Кто вообще может публично исповедываться? Для меня в этом всегда заключалось некое противоречие. Хотя я с самого начала моей писательской карьеры откровенно говорил о том, во что я верю или не верю, я всегда очень этого боялся, потому что не мог убедительно обосновать перед самим собой вопрос о моем праве на публичную исповедь. Поэтому все признания я по возможности облекал в форму философских и научных познаний, не для того, чтобы надеть на них маску, а для того, чтобы доказать и обосновать или, как минимум, изложить в ясных понятиях то, что в конечном счете вряд ли может быть доказано и обосновано, поскольку это область одной лишь веры. Возможно, я немного застрял в XIX веке, и это обстоятельство мне мстит. Тот, кто не может просто умолчать о том, с чего он начинал, не избежит ложных толкований. Я последовательно или даже одновременно принадлежал ко всем «религиозным» и политическим направлениям, к каким сегодня вообще может принадлежать человек, от политического католицизма и пиетизма до радикального антихристианства, от коммунизма до реакции, от тевтономании до космополитического универсализма, и тем не менее, сегодня есть мало людей моего возраста, чей жизненный путь был бы более открытым, прямолинейным и однозначным, чем мой. Мы прошли через столько исторических кризисов, как ни одно поколение до нас. Всем приходилось менять кожу, даже тем, чей характер и чья вера при этом не были сломлены.
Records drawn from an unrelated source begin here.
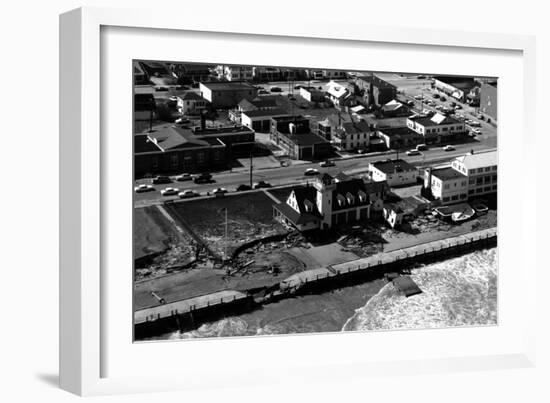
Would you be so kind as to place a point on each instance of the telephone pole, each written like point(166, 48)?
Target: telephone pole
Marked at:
point(250, 169)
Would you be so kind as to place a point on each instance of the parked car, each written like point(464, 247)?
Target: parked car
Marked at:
point(144, 188)
point(169, 191)
point(187, 194)
point(203, 178)
point(311, 172)
point(184, 177)
point(161, 180)
point(262, 184)
point(242, 188)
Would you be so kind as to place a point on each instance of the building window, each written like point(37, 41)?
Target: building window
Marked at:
point(174, 160)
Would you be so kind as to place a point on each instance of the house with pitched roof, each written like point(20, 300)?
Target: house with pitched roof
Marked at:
point(328, 202)
point(468, 176)
point(436, 128)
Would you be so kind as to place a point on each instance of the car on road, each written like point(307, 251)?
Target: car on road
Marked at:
point(311, 172)
point(184, 177)
point(187, 194)
point(242, 188)
point(261, 185)
point(327, 163)
point(169, 191)
point(161, 180)
point(144, 188)
point(203, 178)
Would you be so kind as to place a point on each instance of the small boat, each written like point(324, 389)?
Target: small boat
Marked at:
point(480, 208)
point(464, 215)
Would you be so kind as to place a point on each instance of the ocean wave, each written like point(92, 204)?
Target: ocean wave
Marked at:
point(458, 292)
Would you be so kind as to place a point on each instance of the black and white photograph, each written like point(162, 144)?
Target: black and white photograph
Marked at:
point(275, 200)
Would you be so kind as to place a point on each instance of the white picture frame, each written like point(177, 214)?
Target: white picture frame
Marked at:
point(84, 301)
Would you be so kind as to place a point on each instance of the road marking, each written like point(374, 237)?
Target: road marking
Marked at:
point(169, 218)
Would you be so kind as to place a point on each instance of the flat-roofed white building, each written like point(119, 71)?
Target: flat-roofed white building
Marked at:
point(395, 172)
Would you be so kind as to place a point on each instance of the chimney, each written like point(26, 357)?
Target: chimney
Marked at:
point(203, 122)
point(292, 128)
point(429, 184)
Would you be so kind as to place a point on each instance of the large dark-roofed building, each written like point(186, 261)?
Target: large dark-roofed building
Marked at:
point(375, 90)
point(227, 94)
point(172, 149)
point(293, 134)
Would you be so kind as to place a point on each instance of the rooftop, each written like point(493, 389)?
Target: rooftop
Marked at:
point(479, 159)
point(191, 96)
point(142, 144)
point(462, 83)
point(228, 85)
point(305, 139)
point(436, 120)
point(447, 173)
point(266, 112)
point(171, 137)
point(398, 131)
point(391, 166)
point(376, 81)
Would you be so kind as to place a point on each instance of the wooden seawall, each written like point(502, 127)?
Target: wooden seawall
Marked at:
point(191, 313)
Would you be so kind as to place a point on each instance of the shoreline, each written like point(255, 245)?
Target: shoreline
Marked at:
point(184, 315)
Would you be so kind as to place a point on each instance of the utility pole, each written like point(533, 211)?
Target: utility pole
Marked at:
point(225, 243)
point(251, 169)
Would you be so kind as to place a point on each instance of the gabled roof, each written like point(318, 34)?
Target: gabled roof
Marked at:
point(391, 166)
point(192, 96)
point(257, 103)
point(391, 106)
point(303, 194)
point(353, 187)
point(173, 138)
point(480, 159)
point(266, 112)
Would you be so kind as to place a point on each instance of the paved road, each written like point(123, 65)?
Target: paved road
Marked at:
point(295, 173)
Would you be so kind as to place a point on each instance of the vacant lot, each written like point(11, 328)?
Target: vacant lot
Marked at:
point(249, 216)
point(153, 233)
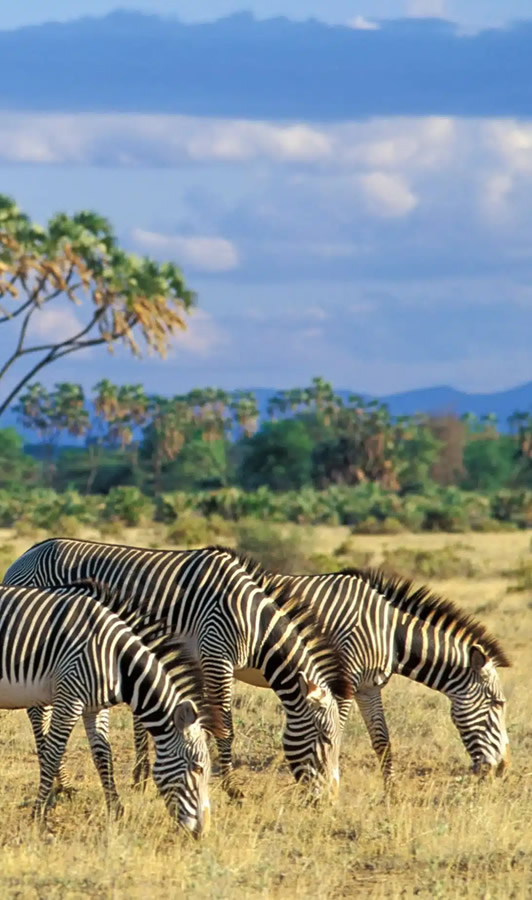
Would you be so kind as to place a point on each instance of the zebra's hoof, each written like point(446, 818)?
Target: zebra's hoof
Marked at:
point(68, 792)
point(232, 789)
point(140, 784)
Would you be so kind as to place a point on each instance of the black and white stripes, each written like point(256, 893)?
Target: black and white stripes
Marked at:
point(64, 648)
point(385, 626)
point(207, 598)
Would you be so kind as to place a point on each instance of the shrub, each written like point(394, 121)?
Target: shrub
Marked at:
point(129, 505)
point(190, 530)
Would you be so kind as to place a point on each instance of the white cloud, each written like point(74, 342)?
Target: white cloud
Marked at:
point(203, 253)
point(387, 195)
point(201, 337)
point(360, 23)
point(426, 9)
point(513, 142)
point(134, 140)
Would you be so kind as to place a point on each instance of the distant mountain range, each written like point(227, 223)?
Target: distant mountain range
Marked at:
point(440, 400)
point(437, 400)
point(277, 68)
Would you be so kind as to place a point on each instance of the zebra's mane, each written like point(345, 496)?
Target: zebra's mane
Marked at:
point(181, 666)
point(329, 659)
point(424, 604)
point(185, 673)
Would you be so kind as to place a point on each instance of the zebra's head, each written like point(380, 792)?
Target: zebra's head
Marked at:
point(182, 768)
point(478, 709)
point(311, 738)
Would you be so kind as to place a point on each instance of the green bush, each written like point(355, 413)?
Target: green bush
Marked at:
point(128, 505)
point(190, 530)
point(276, 550)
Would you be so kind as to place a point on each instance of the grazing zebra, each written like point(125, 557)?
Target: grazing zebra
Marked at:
point(385, 626)
point(207, 598)
point(63, 647)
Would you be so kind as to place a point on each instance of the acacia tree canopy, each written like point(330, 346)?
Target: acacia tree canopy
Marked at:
point(122, 298)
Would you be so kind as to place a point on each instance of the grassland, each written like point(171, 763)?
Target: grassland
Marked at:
point(442, 834)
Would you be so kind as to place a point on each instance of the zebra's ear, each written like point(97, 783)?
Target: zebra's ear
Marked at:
point(312, 692)
point(477, 658)
point(185, 715)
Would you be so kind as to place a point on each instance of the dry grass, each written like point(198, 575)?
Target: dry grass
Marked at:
point(441, 835)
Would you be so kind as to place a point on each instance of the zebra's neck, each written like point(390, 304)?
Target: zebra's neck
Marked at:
point(144, 684)
point(423, 652)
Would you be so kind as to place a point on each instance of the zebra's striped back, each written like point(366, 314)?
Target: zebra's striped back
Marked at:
point(64, 647)
point(385, 625)
point(206, 597)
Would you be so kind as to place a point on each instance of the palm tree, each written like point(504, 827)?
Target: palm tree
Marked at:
point(245, 410)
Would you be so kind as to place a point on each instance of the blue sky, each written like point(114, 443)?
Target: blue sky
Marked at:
point(384, 253)
point(468, 12)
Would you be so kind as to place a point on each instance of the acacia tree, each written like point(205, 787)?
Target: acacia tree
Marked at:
point(129, 301)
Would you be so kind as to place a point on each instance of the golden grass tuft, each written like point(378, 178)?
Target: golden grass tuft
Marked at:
point(441, 834)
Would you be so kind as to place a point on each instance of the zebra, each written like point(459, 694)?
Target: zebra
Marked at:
point(207, 598)
point(64, 647)
point(384, 626)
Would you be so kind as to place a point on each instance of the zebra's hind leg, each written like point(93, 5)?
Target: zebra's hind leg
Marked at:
point(40, 717)
point(141, 771)
point(63, 718)
point(369, 702)
point(218, 675)
point(97, 730)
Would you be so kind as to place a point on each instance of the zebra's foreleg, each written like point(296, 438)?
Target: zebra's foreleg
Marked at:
point(369, 702)
point(141, 771)
point(64, 717)
point(40, 717)
point(97, 730)
point(218, 674)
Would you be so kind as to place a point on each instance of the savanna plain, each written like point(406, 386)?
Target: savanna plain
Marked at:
point(440, 834)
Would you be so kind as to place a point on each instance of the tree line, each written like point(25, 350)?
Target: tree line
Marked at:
point(209, 439)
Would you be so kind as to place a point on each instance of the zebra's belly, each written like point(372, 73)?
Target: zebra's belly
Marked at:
point(251, 676)
point(21, 694)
Я всегда говорил только о своей вере, не прибегая ни к каким официальным формулировкам. Я и сегодня отвергаю такие слова как «христианство» или «антихристианство» не из страха и не из тактических соображений, которые, как и терпение, не принадлежат к числу моих врожденных или благоприобретенных добродетелей, а потому что в признаниях в приверженности к понятиям, разложенным по ящикам, я вижу либо бессмыслицу, либо выражение неверия. История не позволяет составить представление о христианстве самом по себе, так как она знает лишь множество противоположных и враждебных друг другу христианств. Если кто-нибудь скажет мне, во что он верит, я смогу ему сказать, в чем моя вера совпадает с его верой, а в чем противоположна ей. Я никогда не боялся явной вражды, как и однозначного согласия. Я не могу и не хочу говорить о своем кредо с помощью одних слов и многозначных терминов, я не пользуюсь словами при богослужении. Никто не сможет оспаривать мое однозначное отношение к философскому идеализму или идеализму, но в их лице я имею перед собой нечто, поддающееся точному определению, а в лице «христианства» – нет. Если история где-то оставляет нам двузначные или многозначные проблемы, я за это не отвечаю. Я не знаю, можно ли вообще говорить о каком-либо предмете, исходя из определенной веры, более однозначно, чем в данной книге.

Но я еще не ответил на поставленный в начале вопрос. Каждый имеет право исповедываться, но может ли он делать это, говоря от имени невидимого общества или движения, может ли он говорить, ссылаясь на общие нужды, исходя из сознания высшей задачи и долга, из понимания истины? Это должны решать другие. В результате человек движется по кругу, из которого трудно выбраться. Меня, во всяком случае, заставляет говорить задача, стоящая перед немецким народом, и я также лично предрасположен к этому благодаря той позиции, которую я занимал в моих прежних работах по отношению к друзьям и противникам.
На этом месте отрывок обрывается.